A bit later, I realized the quite useful fubble module had an interesting use case. The fubble is essentially a two-dimensional drawable modulation source that runs at audio rate. Hook it up to a constant value’s gain and you can use it to draw on an oscilloscope directly:

It’s also concerningly good at producing engine sounds; unmute the video on the right and take a listen (⚠️ Loud audio crackling). Turns out the Bespoke dev also discovered this, and I used his setup for a much less crackly sound.

Next, combining the oscilloscope-drawing fubble and some audio-rate transformations courtesy of the waveshaper node, I came up with a way to perform arbitrary transformations and create “oscilloscope sprites”. Add a few of those sprites and some scripting for control and you’ve got yourself the workings for a vector art game:

How it works

As it turns out, drawing arbitrary images on Bespoke’s oscilloscope is actually really easy: treat L/R stereo audio as being X, Y coordinates. Move the ‘cursor’ around really quickly and you can draw lots of stuff.

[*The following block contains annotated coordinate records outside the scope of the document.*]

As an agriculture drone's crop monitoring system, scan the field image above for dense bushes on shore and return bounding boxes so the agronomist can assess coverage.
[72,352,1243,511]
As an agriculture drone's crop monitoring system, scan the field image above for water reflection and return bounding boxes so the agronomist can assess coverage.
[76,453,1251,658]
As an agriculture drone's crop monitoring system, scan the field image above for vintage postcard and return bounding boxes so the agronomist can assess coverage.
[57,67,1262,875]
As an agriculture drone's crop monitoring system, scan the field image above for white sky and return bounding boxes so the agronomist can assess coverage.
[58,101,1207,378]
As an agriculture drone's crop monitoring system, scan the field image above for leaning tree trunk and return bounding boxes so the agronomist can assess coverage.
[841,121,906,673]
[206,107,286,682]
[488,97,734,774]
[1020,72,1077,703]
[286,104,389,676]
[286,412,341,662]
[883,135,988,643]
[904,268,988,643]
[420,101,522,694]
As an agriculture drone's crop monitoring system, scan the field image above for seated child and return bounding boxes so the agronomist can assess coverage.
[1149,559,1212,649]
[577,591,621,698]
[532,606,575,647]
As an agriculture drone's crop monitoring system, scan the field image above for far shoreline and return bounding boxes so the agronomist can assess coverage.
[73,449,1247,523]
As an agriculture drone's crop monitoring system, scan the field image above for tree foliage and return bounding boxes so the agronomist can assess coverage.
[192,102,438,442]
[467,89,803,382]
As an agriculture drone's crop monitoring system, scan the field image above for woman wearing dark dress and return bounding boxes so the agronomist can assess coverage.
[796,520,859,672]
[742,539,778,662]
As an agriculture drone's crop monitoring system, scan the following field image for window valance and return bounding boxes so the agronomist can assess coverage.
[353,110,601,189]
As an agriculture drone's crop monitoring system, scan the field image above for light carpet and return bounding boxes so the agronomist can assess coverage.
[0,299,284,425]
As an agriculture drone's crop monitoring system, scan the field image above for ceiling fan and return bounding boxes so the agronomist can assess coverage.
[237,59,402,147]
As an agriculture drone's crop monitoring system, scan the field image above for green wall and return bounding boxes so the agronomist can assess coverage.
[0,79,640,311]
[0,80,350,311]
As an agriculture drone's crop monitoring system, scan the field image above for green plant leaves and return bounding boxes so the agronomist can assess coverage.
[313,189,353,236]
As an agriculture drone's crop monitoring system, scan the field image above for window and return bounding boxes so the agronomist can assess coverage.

  1. The camera controls. Used to provide constant offsets to pan the scene around.
  2. Combines the two camera axes into a stereo signal and sends it directly to the oscilloscope. This offsets everything being drawn.
  3. Sprite selector. Rapidly switches which sprite is being drawn, to give the illusion of drawing multiple. The track sprite is drawn twice per cycle to make it sharper.
  4. The car script. Handles high level driving logic, collision detection, and is responsible for updating the sprite input values.
  5. The main oscilloscope. Drawn value is the sum of all inputs, so only one sprite and the camera controls are drawn at a time.
  6. Main sprite gain. All the oscilloscope sprites are connected to this, and scaling it allows zooming the view.
Oscilloscope sprites

  1. The fubble node. Draw stuff here and set the speed super high. Will need fine-tuning to get it to look sharp on the oscilloscope.
  2. The X coordinate formula. This is where all the sprite transformation is done. Angle is fed in as a, x and y as b and c, and d as an absolute axis offset.
  3. The Y coordinate formula. Similar to #2.
  4. Panner nodes, for assigning #2 and #3 to stereo audio channels.
  5. A rapidly-toggled gain node to switch between which sprite is being drawn. You can add another gain node before this one for scaling.
  6. Angle input, for rotating the sprite.

Download

You can download the CarTime2-1.02.bsk patch and play with it yourself. You’ll need to make a few tweaks whenever you load it, since Bespoke currently has some bugs that prevent modules from loading some values properly:

  • change the upper bound (hold ctrl) of the rate on the pulser connected to the note sequencer to 128, and then set it to 128
  • disconnect and reconnect the macroslider->siggen connection

The car is controlled via MIDI.

Gas is C, reverse is C#, left is D, right is E.